直到他精疲力竭,他才翻身戴上助听器:「你说什么?」
我愤怒地往他肩膀上狠狠咬了一口:「你根本不喜欢我,为什么做亲密的事?
「又为什么答应娶我?」
许言辞呼吸未平,白皙的脸颊划过汗液,潮湿的碎发贴在额前。
他将湿发撩到后脑,定定地凝视着我。
不知道是不是错觉,我从他眉眼间看出了深情暗蕴。
我静静地与他对视。
我想听他解释。
7
我爱他,也替他的冷漠找了很多借口,或许他真的有不得已的理由,或许他真的爱我呢?
过了许久,能看出他犹豫了一瞬。他敛下沉寂的眼眸,最后只说了一句:「洗洗睡吧。
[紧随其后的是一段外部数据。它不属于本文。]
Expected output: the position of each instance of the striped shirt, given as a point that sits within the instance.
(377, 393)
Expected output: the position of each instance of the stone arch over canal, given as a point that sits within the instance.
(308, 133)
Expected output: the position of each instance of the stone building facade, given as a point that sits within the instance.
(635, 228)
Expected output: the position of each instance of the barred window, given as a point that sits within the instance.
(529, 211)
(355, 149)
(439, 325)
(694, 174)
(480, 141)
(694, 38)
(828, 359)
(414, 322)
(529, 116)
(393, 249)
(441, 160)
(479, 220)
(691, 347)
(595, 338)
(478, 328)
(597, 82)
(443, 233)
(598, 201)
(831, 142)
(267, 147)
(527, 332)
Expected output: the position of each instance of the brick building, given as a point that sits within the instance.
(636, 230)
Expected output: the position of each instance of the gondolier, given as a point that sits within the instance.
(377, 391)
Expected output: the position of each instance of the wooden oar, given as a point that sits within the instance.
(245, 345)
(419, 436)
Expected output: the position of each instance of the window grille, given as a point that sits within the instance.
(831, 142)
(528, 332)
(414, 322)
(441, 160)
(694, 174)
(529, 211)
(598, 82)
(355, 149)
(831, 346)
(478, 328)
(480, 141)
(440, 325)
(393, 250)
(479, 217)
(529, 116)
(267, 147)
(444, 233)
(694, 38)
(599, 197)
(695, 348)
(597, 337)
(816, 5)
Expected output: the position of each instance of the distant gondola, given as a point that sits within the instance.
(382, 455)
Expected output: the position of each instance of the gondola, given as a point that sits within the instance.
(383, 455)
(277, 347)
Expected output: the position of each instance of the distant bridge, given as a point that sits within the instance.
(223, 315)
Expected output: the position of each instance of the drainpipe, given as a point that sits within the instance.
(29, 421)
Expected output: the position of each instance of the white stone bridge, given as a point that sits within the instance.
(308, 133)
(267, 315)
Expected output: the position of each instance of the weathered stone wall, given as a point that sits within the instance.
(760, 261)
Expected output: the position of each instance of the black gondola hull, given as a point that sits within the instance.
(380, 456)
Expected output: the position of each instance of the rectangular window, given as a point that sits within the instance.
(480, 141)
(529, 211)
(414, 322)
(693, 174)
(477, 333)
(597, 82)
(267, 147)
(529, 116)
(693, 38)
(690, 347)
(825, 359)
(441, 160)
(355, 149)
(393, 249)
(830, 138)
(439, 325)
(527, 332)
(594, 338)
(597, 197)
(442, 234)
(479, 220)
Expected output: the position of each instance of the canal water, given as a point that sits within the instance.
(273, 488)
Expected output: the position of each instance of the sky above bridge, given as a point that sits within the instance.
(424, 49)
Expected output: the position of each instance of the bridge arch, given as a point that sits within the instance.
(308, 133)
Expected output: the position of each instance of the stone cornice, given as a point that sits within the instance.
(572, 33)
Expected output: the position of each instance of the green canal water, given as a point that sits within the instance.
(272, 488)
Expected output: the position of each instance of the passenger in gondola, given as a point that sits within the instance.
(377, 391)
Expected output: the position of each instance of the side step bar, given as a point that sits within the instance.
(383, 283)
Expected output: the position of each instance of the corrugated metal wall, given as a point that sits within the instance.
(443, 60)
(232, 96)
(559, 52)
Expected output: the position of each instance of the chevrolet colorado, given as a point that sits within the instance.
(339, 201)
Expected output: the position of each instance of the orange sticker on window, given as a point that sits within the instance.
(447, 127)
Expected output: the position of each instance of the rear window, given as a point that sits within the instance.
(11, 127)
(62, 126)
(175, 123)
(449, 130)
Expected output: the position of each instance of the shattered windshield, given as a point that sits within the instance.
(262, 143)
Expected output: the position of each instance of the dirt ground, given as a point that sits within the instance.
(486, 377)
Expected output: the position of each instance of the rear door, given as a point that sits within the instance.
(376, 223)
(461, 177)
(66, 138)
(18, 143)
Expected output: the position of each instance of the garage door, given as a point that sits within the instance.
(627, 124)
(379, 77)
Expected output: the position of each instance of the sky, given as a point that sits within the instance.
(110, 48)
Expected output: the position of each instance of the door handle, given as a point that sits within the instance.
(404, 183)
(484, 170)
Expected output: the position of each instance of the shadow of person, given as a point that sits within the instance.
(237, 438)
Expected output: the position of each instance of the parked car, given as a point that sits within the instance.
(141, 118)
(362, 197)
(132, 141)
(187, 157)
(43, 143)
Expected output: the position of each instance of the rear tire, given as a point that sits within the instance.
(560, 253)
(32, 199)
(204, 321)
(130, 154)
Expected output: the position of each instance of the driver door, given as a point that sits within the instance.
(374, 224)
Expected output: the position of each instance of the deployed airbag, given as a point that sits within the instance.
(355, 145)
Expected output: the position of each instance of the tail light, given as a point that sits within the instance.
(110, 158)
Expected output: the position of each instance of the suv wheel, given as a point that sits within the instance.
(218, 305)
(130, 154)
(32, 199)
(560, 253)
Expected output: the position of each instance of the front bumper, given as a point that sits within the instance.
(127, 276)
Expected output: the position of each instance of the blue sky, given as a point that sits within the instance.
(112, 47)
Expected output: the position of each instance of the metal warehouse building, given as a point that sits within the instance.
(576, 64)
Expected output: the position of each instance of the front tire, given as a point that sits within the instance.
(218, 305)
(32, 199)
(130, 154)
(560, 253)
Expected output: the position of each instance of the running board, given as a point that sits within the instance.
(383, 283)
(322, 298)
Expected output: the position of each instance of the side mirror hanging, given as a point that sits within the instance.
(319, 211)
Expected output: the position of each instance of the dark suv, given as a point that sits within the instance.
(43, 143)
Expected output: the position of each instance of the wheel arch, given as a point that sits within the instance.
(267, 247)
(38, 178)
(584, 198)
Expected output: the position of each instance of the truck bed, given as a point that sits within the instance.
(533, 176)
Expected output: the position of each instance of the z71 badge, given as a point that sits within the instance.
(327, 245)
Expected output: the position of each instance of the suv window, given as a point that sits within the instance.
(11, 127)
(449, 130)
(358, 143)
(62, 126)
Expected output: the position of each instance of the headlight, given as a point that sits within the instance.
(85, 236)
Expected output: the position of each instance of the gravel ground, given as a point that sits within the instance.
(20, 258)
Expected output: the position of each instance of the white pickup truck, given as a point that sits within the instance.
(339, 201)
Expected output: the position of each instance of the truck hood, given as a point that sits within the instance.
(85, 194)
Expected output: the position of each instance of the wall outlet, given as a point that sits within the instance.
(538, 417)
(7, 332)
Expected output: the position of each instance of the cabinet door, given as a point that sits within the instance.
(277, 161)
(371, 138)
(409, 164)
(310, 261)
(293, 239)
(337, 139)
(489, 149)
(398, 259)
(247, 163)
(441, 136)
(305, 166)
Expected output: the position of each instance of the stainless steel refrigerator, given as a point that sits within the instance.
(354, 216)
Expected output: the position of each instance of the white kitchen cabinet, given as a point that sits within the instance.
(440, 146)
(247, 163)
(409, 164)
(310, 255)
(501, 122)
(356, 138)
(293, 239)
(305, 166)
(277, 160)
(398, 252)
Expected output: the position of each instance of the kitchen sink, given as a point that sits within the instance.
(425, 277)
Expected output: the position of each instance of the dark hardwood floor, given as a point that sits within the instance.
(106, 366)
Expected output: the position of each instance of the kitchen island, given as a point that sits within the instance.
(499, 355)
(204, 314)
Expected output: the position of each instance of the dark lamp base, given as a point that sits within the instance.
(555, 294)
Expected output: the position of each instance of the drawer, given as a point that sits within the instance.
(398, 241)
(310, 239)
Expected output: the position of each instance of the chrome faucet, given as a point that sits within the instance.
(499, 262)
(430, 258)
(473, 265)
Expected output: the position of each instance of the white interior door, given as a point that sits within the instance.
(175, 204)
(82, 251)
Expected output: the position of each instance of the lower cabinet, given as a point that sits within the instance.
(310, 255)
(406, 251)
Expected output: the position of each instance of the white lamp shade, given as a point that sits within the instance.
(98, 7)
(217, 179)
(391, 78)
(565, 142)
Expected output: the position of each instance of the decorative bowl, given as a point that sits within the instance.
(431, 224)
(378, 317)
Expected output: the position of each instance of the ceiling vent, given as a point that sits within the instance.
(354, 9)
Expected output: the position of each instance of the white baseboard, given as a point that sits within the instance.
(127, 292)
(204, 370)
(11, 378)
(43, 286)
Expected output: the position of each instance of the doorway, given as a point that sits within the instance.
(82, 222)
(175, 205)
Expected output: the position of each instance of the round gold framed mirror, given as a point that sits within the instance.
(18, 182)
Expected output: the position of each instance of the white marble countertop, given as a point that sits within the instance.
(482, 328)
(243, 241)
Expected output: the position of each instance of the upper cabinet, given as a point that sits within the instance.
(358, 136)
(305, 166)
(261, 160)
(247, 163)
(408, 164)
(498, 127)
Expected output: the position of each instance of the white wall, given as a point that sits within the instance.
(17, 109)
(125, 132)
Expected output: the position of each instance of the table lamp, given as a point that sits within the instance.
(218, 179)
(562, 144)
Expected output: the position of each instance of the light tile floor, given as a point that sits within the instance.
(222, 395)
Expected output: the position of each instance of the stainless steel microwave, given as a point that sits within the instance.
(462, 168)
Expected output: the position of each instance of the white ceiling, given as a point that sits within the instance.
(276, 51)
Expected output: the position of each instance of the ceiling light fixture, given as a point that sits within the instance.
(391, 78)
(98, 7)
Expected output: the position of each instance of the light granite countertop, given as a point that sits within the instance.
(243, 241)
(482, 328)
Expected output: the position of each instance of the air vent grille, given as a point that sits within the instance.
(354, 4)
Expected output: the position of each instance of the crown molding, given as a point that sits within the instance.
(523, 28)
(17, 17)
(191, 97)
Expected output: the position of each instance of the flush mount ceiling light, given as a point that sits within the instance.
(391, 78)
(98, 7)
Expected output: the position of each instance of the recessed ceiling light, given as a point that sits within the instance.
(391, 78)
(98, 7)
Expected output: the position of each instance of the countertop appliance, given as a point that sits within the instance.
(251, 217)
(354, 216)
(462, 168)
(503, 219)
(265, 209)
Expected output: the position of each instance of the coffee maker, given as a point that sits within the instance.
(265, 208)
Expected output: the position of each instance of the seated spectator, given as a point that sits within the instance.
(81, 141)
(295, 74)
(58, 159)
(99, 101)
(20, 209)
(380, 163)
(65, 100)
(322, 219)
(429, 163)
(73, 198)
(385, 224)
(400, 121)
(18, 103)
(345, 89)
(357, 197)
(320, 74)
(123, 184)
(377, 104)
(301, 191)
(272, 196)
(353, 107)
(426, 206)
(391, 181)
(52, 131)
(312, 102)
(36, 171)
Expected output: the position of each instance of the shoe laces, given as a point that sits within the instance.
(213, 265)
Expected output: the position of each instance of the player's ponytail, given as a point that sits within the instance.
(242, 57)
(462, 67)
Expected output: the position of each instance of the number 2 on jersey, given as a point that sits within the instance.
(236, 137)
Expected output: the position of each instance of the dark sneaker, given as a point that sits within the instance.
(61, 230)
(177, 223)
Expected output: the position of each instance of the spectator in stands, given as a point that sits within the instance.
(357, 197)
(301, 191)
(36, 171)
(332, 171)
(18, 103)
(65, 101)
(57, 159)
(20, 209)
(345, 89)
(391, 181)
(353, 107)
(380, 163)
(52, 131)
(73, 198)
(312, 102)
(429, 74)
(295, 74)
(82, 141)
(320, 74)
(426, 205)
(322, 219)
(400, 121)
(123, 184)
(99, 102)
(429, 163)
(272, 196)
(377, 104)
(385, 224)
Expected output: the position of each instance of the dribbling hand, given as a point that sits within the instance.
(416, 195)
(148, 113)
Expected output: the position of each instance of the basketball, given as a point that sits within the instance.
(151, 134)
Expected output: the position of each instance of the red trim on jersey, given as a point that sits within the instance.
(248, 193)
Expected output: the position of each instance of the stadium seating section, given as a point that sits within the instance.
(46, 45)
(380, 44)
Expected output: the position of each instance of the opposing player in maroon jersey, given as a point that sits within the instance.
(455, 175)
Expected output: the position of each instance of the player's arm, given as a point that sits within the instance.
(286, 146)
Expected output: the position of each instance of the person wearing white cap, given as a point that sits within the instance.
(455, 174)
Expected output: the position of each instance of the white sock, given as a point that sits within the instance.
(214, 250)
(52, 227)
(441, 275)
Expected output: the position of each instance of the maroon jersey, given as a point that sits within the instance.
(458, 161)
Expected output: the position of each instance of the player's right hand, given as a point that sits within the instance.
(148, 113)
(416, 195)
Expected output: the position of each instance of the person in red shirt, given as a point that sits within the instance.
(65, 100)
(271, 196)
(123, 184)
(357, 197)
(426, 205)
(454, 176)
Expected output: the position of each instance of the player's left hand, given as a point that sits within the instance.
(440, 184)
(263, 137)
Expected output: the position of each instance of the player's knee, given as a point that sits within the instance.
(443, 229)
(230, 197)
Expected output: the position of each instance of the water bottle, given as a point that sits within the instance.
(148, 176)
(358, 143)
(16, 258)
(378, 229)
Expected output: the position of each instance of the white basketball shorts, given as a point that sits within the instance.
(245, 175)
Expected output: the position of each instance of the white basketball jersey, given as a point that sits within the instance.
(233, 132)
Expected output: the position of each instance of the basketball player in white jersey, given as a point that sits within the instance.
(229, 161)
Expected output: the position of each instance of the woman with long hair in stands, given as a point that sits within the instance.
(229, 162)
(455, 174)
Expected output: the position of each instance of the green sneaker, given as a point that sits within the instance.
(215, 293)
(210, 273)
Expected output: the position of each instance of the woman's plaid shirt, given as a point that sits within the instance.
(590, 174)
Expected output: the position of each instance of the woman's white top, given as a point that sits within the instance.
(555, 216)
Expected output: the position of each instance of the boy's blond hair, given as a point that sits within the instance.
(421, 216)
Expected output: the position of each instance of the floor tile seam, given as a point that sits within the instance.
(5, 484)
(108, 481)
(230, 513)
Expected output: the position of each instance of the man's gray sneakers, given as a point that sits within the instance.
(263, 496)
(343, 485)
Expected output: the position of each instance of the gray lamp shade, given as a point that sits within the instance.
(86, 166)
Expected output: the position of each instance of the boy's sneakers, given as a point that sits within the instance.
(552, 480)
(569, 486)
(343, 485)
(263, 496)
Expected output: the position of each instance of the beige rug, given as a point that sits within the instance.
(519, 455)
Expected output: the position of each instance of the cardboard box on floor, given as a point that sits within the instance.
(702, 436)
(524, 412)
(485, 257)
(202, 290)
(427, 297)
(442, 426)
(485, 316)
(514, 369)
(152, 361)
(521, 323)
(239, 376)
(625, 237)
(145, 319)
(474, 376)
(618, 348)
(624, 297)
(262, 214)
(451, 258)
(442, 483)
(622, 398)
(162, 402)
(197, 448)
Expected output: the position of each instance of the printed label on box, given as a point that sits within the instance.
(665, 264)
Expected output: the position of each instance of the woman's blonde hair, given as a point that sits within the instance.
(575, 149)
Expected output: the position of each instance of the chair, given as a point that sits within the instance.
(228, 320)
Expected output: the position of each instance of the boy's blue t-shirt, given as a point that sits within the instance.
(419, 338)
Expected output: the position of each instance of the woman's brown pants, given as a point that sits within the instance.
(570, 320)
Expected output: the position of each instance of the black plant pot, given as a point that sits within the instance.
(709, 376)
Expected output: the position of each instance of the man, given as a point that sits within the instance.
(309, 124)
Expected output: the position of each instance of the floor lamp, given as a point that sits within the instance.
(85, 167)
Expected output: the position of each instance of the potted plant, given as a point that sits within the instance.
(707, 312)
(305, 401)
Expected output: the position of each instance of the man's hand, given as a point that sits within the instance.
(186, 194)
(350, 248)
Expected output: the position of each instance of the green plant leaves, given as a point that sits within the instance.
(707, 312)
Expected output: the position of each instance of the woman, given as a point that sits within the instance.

」
他说完,摘下助听器,径直走向淋浴间洗澡。
此后每月,他更是像例行夫妻之间的公事一样,与我做着亲密的事,却从不回答我的质问。
我是爱他,但长时间的无法沟通,让我几近崩溃边缘。
在我快坚持不住的时候,高中聚会上,我遇见了张星尧。
8
这次同学聚会许言辞没来。
他不喜欢参加这些活动,加上他和导师还有项目要做。
同学聚会上,我说我结婚了,大家都很惊讶。
「你才大三,你就结婚了?」
我尴尬地笑笑:「小时候父母给我定好的婚事。」
有同学问:「拜托,什么时代了,还指腹为婚呢?那你喜欢对方吗?」
回复的话还没出口,张星尧凑近我,小声问:「那人是许言辞吧?」
张星尧见我状态不好,把我单独约出去聊了聊。
今晚的天气和我心情一样,灰蒙蒙的,连月光也被乌云遮住了。
我垂头丧气地坐在饭店外的公园椅子上,张星尧买来一根雪糕递给我:「心情不好,吃点甜食会好点。」
我接过雪糕,他坐到我旁边:「其实高中的时候,我就看出你和许言辞之间气氛有些不对劲。」
「没想到,你们居然有婚约。」张星尧问,「你喜欢他吗?」
我没有丝毫犹豫,说:「喜欢。」
张星尧有些不理解。
他或许觉得我这般活泼开朗的人不会喜欢许言辞那样性格孤僻的人。
那是他没见过小时候的许言辞。
我会喜欢上许言辞太正常了。
我掀起眼皮望向灰蒙蒙的夜空。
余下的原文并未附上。